What is Missing?  The supplemental information (which the authors are willing to kindly share) does not break out the targets into specific classes.  However, they do list each target, so it should be easy to add this a data column.  More importantly, they do not break out hit-lead pairs into those that were optimized for use as tools, clinical candidates, and leads (and which of the leads died).  Tools are never supposed to look like leads (but you are lucky if they do), so their inclusion here can be biasing the results.  Although, it is likely that the of the 145 not very many of the examples are strictly tools; it would be nice to know though.   

I am struck by the information denseness of Table 4 and wish that instead of pairwise comparisons, they had instead simply list the hit-lead metrics for each methodology.  I think there is gold to be mined in Table 4 and just like real gold is hard to find.

 

I have not addressed every single point made by the authors.  I, for one, am hoping that they will continue their analyses (especially with an eye to some of What is Missing).  I hope that there will be a significant amount of discussion around these points.  I will make sure we hit on this at the breakfast roundtable at the upcoming CHI FBDD event in SD (I even have the same pithy title as last year!)

Poll Results--HAC vs. MW

Our poll asking what denominator people use for the ligand efficiency metrics.  This idea for this poll came from these posts at In The Pipeline.  Of the 38 respondents, 8 "don't need no steenkin' metrics".  Of the remaining 30 answers, 27 people use heavy atom count, 1 uses both, and only 2 use molecular weight. 

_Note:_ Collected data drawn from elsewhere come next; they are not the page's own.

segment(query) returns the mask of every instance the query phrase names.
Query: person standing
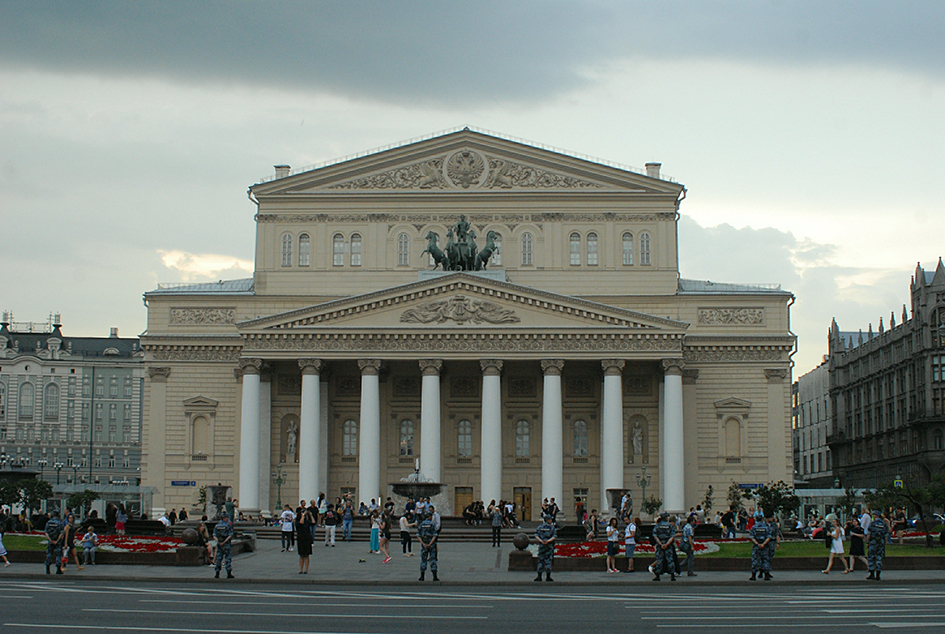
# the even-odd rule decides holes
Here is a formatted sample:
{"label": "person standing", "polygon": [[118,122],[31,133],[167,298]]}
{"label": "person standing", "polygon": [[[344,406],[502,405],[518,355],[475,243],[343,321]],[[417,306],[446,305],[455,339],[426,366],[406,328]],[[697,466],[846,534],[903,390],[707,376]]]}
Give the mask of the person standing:
{"label": "person standing", "polygon": [[433,518],[427,515],[417,526],[417,538],[420,540],[420,578],[417,581],[423,581],[426,576],[427,565],[430,566],[430,572],[433,573],[433,580],[440,580],[436,575],[437,537]]}
{"label": "person standing", "polygon": [[847,560],[843,558],[843,528],[840,526],[840,521],[836,515],[828,516],[828,520],[830,521],[830,527],[827,529],[830,536],[830,559],[827,560],[827,569],[822,572],[829,575],[830,569],[833,568],[834,557],[840,555],[840,561],[843,563],[843,574],[847,574],[850,572],[850,567],[847,565]]}
{"label": "person standing", "polygon": [[495,500],[489,505],[489,513],[492,515],[492,547],[502,545],[502,524],[505,523],[505,514],[500,506],[496,506]]}
{"label": "person standing", "polygon": [[62,542],[63,542],[62,520],[59,519],[59,511],[53,511],[52,517],[46,522],[46,574],[50,574],[49,567],[53,561],[56,562],[56,574],[62,574]]}
{"label": "person standing", "polygon": [[[305,510],[305,507],[301,507],[302,510]],[[292,552],[292,547],[295,545],[295,540],[293,539],[293,532],[295,530],[295,513],[292,512],[292,507],[288,504],[285,505],[285,510],[282,511],[282,515],[279,517],[279,520],[282,522],[282,552]],[[311,543],[309,539],[309,543]]]}
{"label": "person standing", "polygon": [[624,547],[627,550],[627,572],[633,572],[633,554],[637,548],[637,526],[640,524],[640,518],[634,517],[627,524],[623,533]]}
{"label": "person standing", "polygon": [[610,518],[607,523],[607,572],[617,572],[617,551],[620,550],[620,531],[617,518]]}
{"label": "person standing", "polygon": [[764,575],[765,581],[771,581],[771,573],[765,571],[764,550],[771,541],[771,529],[768,528],[764,520],[764,514],[759,512],[755,524],[751,527],[748,537],[751,539],[751,577],[749,581],[755,581],[758,574]]}
{"label": "person standing", "polygon": [[371,550],[372,555],[381,552],[381,514],[377,509],[371,511]]}
{"label": "person standing", "polygon": [[75,567],[78,568],[79,570],[85,570],[85,566],[79,563],[79,554],[76,552],[76,549],[75,549],[75,538],[76,538],[77,530],[78,528],[75,525],[75,515],[73,515],[72,513],[69,513],[69,521],[66,522],[66,526],[64,529],[65,535],[63,536],[63,539],[64,539],[63,554],[62,554],[62,569],[63,570],[66,569],[66,563],[69,561],[70,554],[72,555],[72,561],[75,562]]}
{"label": "person standing", "polygon": [[682,551],[686,553],[686,574],[695,577],[696,567],[696,544],[694,541],[696,524],[696,515],[693,513],[686,519],[686,525],[682,529]]}
{"label": "person standing", "polygon": [[115,532],[119,536],[125,534],[125,522],[128,521],[128,511],[125,510],[124,504],[118,505],[118,511],[115,513]]}
{"label": "person standing", "polygon": [[653,541],[656,542],[656,562],[653,564],[653,581],[659,581],[660,575],[668,572],[669,578],[676,581],[676,564],[673,555],[676,552],[676,529],[669,523],[669,513],[660,513],[660,519],[653,527]]}
{"label": "person standing", "polygon": [[545,521],[535,529],[535,541],[538,542],[538,576],[535,577],[535,581],[541,581],[542,572],[545,573],[545,581],[554,581],[551,578],[551,566],[555,559],[555,537],[557,536],[555,516],[553,513],[548,513],[545,515]]}
{"label": "person standing", "polygon": [[345,500],[344,509],[341,511],[341,536],[346,542],[351,541],[351,527],[354,525],[354,507],[351,506],[351,500]]}
{"label": "person standing", "polygon": [[307,575],[308,565],[312,558],[312,526],[315,524],[315,519],[308,509],[302,510],[302,514],[298,518],[298,524],[299,527],[296,532],[299,535],[299,574]]}
{"label": "person standing", "polygon": [[879,581],[879,577],[883,573],[883,558],[886,556],[886,540],[889,539],[890,534],[889,525],[879,511],[873,511],[870,528],[866,534],[869,541],[867,565],[870,569],[867,579]]}
{"label": "person standing", "polygon": [[774,513],[771,513],[772,517],[765,519],[765,522],[768,524],[768,530],[771,532],[771,539],[768,540],[768,545],[765,546],[764,558],[762,559],[762,565],[765,573],[765,580],[771,580],[771,566],[774,563],[774,552],[781,545],[781,523],[775,519]]}
{"label": "person standing", "polygon": [[381,551],[381,554],[384,555],[384,561],[382,563],[390,563],[390,529],[393,520],[391,519],[390,513],[384,511],[381,514],[381,525],[380,525],[380,539],[378,540],[378,547]]}
{"label": "person standing", "polygon": [[335,505],[329,504],[325,510],[325,546],[335,547],[335,530],[338,528],[338,513],[335,512]]}
{"label": "person standing", "polygon": [[226,511],[220,513],[220,521],[213,527],[213,537],[217,540],[217,560],[215,579],[220,578],[220,567],[226,564],[226,578],[233,579],[233,522]]}
{"label": "person standing", "polygon": [[413,540],[410,538],[410,529],[416,528],[412,522],[413,514],[409,511],[400,516],[400,545],[404,549],[404,557],[413,557]]}
{"label": "person standing", "polygon": [[98,535],[95,527],[89,524],[88,530],[82,536],[82,549],[85,551],[85,565],[95,565],[95,551],[98,550]]}

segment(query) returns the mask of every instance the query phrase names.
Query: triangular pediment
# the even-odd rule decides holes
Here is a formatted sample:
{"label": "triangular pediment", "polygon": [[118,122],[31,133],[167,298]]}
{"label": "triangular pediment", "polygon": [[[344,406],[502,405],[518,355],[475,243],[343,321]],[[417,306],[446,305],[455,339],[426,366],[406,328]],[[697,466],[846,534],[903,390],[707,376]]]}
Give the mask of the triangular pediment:
{"label": "triangular pediment", "polygon": [[258,198],[396,192],[622,191],[678,195],[677,183],[463,129],[254,185]]}
{"label": "triangular pediment", "polygon": [[238,324],[243,333],[459,330],[639,331],[682,335],[689,324],[540,291],[473,273],[452,273]]}
{"label": "triangular pediment", "polygon": [[187,409],[214,409],[219,404],[220,401],[202,395],[184,399],[184,407]]}
{"label": "triangular pediment", "polygon": [[747,410],[751,408],[751,401],[746,401],[744,399],[735,398],[731,396],[729,398],[723,398],[720,401],[715,402],[715,408],[720,410]]}

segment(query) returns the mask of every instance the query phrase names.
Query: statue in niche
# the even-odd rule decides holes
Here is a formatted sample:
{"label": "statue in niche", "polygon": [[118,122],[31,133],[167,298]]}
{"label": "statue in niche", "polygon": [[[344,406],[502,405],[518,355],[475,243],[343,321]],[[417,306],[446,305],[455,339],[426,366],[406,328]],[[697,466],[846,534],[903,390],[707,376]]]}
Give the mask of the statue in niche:
{"label": "statue in niche", "polygon": [[295,424],[295,421],[289,423],[289,427],[286,430],[285,436],[286,457],[291,456],[292,460],[298,462],[298,456],[295,455],[295,450],[299,442],[299,431],[298,425]]}
{"label": "statue in niche", "polygon": [[640,427],[640,421],[633,426],[633,456],[643,457],[643,428]]}

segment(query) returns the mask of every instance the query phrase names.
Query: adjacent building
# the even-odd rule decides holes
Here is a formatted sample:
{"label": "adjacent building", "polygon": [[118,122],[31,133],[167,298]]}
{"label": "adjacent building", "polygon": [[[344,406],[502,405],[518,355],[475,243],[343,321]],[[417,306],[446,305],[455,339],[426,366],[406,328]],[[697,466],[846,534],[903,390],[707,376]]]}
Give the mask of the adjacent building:
{"label": "adjacent building", "polygon": [[659,164],[467,128],[249,193],[252,278],[145,294],[155,512],[218,482],[250,513],[370,501],[416,469],[526,518],[607,509],[644,468],[672,510],[791,480],[793,296],[680,278]]}
{"label": "adjacent building", "polygon": [[828,337],[827,442],[844,486],[873,487],[896,476],[928,481],[945,468],[945,266],[916,266],[911,317],[903,307],[878,332]]}
{"label": "adjacent building", "polygon": [[143,382],[137,338],[121,338],[114,328],[108,337],[69,337],[59,315],[18,323],[5,312],[0,455],[40,472],[59,493],[137,495]]}

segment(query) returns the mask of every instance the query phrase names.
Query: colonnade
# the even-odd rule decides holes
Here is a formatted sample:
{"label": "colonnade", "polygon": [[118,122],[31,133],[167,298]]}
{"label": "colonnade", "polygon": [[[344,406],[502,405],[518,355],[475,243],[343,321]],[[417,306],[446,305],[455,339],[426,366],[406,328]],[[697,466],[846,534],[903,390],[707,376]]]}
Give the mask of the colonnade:
{"label": "colonnade", "polygon": [[[420,472],[434,482],[442,482],[440,373],[442,359],[419,359],[422,374],[420,412]],[[298,499],[315,499],[327,483],[319,482],[322,452],[320,437],[321,403],[320,359],[300,359],[302,397],[299,416],[299,495]],[[380,359],[359,359],[361,371],[361,415],[359,425],[359,459],[357,500],[380,498],[384,488],[380,481],[381,395]],[[608,509],[607,489],[624,488],[623,430],[623,359],[604,359],[602,428],[601,428],[601,499]],[[540,498],[566,499],[563,491],[563,399],[561,376],[565,361],[544,359],[541,412],[541,492]],[[240,508],[259,512],[260,455],[256,443],[246,439],[260,434],[260,359],[242,359],[242,407],[240,420]],[[483,359],[481,410],[481,487],[479,498],[499,500],[509,497],[502,487],[502,392],[501,359]],[[684,508],[683,391],[682,361],[663,361],[664,381],[660,398],[660,481],[663,507]],[[269,465],[265,465],[268,471]],[[263,480],[265,481],[265,480]]]}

So, in terms of everyday atoms, I think people can agree that heavy atom count makes the most sense.  But, Derek is still trying to figure out what to do with heavy halogens.  Do halogens need to be treated differently?  My thoughts are that they don't in the hit generation (HG) stage, but in lead optimization stage they would.   I have always thought that ligand metrics are most germane to the HG stage and less useful once you are trying to optimize things like PK/PD properties.  If a heavy halogen, makes it from hit confirmation, hit expansion, and into lead optimization, it is most likely doing something, so why penalize it?  

Am I thinking about this too naively?